Chambers points out that your day starts when you’re ready to face the world, whether it’s a FedEx guy at the door or a client who spontaneously requests a Skype face to face. “Mary Kay Ash, who founded the Mary Kay makeup company in 1963, would tell her sales force that, before they started their morning calls to make appointments, they had to be fully dressed, with hair and makeup done, so that they could make good phone calls,” says Chambers.
Ash firmly believed that you take yourself more seriously when you’ve got the right image – and, as a leader, she wasn’t afraid to say so. For more on the subject of workplace attire, see Paula Rath’s story, “You’re Wearing That to Work?” in our April 2015 issue.
“Congrats on the new column! Please set the record straight on reply all etiquette. The more seasoned office professionals still don’t understand how to use it and I’m really sick of the ‘Mahalo for the malasadas’ e-mails.”
Mmm, malasadas … OK, I’m back.
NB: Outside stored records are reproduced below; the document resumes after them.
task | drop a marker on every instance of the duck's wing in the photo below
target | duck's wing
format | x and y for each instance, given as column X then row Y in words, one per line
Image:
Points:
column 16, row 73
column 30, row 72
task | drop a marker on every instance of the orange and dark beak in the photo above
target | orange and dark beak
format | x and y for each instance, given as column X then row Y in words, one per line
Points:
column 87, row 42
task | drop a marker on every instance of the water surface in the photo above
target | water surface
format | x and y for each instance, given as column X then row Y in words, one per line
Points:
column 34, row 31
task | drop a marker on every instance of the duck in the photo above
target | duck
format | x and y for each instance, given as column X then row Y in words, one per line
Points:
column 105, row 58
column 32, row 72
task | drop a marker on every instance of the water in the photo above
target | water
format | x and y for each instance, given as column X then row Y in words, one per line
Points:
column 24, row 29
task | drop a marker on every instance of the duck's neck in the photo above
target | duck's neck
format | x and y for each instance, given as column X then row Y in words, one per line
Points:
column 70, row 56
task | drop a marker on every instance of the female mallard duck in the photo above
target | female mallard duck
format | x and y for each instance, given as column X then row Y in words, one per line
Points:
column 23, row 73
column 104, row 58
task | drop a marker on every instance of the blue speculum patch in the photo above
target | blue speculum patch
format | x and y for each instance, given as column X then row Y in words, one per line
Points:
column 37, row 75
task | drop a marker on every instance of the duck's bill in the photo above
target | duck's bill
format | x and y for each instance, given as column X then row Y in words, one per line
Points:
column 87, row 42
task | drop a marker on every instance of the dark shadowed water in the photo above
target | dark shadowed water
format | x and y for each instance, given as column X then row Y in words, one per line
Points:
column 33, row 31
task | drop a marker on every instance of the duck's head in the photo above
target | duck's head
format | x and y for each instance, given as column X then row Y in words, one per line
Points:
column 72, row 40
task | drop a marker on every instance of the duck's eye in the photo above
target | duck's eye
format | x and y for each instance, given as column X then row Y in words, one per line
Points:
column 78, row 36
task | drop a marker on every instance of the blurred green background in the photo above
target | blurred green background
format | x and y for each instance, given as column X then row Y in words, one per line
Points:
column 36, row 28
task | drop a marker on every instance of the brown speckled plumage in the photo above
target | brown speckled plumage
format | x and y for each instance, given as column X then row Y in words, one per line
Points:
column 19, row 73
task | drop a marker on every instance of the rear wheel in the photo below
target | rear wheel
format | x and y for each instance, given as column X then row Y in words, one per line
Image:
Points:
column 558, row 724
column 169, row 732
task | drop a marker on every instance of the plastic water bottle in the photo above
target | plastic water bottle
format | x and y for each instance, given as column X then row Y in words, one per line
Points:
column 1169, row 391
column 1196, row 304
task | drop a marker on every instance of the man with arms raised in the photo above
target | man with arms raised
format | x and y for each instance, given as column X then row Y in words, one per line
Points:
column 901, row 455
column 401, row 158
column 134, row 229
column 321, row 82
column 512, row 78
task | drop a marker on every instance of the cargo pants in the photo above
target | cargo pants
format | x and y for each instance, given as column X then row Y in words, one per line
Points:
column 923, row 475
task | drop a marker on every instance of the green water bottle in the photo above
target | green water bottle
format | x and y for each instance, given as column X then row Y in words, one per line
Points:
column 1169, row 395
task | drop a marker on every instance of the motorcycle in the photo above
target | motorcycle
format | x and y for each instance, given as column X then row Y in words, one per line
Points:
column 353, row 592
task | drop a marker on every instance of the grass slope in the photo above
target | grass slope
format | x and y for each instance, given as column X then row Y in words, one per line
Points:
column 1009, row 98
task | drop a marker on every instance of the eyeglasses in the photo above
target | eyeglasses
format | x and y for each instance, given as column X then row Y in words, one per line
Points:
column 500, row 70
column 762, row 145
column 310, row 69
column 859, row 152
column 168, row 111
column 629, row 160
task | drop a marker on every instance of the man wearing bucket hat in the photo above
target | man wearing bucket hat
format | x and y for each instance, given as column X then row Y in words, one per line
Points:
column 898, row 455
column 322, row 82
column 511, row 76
That reply all option is like salt – use sparingly, lest you raise blood pressures. Routine use of reply all can crowd people’s email in-boxes and be downright distracting if someone has email alerts set up. Either way, this has real costs in terms of productivity.
The question to ask before you hit reply all is, “Does anyone care?” Does the whole office need to read, “Thanks!” or “OK”? Probably not. Only use reply all if other people need information or need to take action based on what you’re saying.
If you’re in an office where your co-workers are too quick on the reply-all draw, you can stop the cacophony. On Gmail, click on the conversation, then the More button above the messages, then select Mute. (Or use the keyboard shortcut “m.”) These muted conversation threads will now only show up if you search for them with “is:muted” or if a new message in the conversation comes in addressed solely to you. Outlook has a similar feature, called Ignore Conversation. In the message list, open the conversation. Click Home, then Delete, then Ignore, then Ignore Conversation. Ensuing messages will only show up in your deleted folder.